The U.S. Court of Appeals for the Ninth Circuit recently affirmed the dismissal of a federal False Claims Act (FCA), 31 U.S.C. §§3729-3733, lawsuit brought by private citizen plaintiffs against various mortgage lenders and servicers for supposedly making false certifications regarding loans sold to Fannie Mae and Freddie Mac.
In so ruling, the Court held that Fannie Mae and Freddie Mac were not federal instrumentalities for purposes of the FCA, 31 U.S.C. § 3729(b)(2)(A)(i).
A copy of the opinion in U.S. ex rel. Adams et al. v. Aurora Loan Services Inc. et al. is available at: Link to Opinion.
The plaintiff private citizens brought suit under the FCA against various mortgage lenders and servicers alleging that the lenders and servicers supposedly certified mortgage loans purchased by Fannie Mae and Freddie Mac as free of certain home association liens and charges when in fact they were not.
The plaintiffs alleged that the government-sponsored enterprises (GSEs) were federal instrumentalities either under case law or due to the Federal Housing Finance Association’s (FHFA) conservatorship. As such, the plaintiffs claimed that the allegedly false certifications were made to an “officer, employee, or agent” of the United States in violation of the FCA, 31 U.S.C. § 3729(b)(2)(A)(i).

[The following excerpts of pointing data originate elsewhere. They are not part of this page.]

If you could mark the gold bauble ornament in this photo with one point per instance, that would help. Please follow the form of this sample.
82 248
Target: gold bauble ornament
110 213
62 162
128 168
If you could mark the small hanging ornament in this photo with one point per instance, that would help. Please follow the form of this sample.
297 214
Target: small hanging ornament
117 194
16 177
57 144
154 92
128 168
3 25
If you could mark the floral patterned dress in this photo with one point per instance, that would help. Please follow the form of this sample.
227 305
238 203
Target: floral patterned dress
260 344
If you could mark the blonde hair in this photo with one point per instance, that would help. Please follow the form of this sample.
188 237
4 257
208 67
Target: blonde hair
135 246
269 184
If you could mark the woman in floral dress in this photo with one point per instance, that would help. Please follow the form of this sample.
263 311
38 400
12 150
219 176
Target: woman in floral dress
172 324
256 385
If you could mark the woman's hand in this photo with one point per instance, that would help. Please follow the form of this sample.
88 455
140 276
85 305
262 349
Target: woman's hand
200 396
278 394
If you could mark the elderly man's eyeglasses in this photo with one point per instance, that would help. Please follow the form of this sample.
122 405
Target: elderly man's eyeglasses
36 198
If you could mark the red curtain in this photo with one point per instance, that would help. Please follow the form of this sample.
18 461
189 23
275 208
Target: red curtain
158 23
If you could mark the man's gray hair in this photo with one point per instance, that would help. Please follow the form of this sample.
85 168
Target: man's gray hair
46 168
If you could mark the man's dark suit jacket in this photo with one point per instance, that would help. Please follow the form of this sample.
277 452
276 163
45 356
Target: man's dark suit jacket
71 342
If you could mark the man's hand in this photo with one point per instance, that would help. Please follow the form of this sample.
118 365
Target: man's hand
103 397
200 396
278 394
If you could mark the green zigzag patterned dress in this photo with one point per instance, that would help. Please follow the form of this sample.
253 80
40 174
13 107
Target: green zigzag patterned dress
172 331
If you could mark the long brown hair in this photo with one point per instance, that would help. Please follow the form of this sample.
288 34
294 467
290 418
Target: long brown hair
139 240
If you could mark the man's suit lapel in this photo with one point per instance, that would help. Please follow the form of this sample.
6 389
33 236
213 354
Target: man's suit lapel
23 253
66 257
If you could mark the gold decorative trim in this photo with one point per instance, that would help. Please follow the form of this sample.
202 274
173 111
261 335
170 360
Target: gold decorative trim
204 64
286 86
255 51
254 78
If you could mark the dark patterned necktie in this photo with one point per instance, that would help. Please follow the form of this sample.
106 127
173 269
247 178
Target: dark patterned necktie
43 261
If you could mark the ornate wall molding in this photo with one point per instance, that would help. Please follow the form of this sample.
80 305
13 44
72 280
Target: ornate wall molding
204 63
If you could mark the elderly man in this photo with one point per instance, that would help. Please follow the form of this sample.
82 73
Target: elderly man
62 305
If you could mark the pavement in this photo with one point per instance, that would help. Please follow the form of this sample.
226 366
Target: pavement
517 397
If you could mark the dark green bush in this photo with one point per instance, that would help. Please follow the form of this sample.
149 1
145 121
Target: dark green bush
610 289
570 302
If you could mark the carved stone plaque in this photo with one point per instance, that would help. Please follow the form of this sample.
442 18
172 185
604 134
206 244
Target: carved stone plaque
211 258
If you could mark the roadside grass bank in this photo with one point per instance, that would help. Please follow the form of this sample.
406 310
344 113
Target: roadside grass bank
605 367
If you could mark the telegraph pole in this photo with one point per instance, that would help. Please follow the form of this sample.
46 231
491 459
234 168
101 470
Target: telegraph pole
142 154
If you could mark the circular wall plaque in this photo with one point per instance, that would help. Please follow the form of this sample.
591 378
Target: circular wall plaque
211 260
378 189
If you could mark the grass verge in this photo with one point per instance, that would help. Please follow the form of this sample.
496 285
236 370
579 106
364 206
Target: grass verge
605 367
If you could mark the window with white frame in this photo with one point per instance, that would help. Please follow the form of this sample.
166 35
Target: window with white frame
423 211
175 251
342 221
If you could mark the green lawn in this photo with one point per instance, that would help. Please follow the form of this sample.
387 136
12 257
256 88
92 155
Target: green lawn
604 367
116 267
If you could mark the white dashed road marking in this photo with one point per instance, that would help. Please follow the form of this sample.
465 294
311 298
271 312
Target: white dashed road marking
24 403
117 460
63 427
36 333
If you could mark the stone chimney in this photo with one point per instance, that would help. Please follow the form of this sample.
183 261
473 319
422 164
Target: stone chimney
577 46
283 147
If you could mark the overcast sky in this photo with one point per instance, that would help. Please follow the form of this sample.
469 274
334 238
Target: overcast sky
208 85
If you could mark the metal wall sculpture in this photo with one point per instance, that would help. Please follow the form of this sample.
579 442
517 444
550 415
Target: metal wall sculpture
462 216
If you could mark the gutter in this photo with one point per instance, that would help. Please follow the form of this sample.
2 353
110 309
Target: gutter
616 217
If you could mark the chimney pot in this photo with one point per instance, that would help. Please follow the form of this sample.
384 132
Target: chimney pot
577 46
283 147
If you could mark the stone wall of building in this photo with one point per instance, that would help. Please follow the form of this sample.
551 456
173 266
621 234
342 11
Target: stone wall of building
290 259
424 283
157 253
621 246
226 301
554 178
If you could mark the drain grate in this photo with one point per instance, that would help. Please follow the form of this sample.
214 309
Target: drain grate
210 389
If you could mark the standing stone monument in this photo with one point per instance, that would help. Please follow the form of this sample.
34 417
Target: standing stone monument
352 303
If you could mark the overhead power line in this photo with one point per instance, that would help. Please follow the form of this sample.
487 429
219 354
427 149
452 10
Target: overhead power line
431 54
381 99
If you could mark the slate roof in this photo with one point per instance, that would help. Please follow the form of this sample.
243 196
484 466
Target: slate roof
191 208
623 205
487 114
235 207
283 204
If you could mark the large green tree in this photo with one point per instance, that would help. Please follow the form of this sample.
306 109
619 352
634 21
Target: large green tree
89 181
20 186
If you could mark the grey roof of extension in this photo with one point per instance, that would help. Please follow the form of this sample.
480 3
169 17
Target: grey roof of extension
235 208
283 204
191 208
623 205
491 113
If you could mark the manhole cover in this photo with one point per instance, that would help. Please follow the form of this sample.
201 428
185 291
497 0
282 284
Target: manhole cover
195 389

The district court dismissed the action, holding that the GSEs were not federal instrumentalities for purposes of the FCA, 31 U.S.C. § 3729(b)(2)(A)(i), because the entities are private, albeit sponsored or charted by the federal government. The plaintiffs appealed.
The Ninth Circuit noted that a “claim” giving rise to liability under the FCA, 31 U.S.C. § 3729(b)(2)(A)(i), requires that a demand or request for payment be “presented to an officer, employee, or agent of the United States.” However, the Court found that the language of 12 U.S.C § 1716b and 12 U.S.C. §1452 illustrates that certain government-sponsored entities are indeed private, and not federal instrumentalities.
The plaintiffs argued that Rust v. Johnson, 597 F.2d 174 (1979), held that one of the GSEs was a federal instrumentality for state/city tax purposes. However, the Court disagreed and explained that an entity found to be a federal instrumentality for one purpose does not mean the same entity is a federal instrumentality for another purpose. See Kuntz v. Lamar Corp., 385 F.3d 1177, 1185 (9th Cir. 2004), Lewis v. United States, 680 F.2d 1239, 1242-43 (9th Cir. 1982). Accordingly, the Court distinguished Rust because it did not address the GSEs’ status under the FCA.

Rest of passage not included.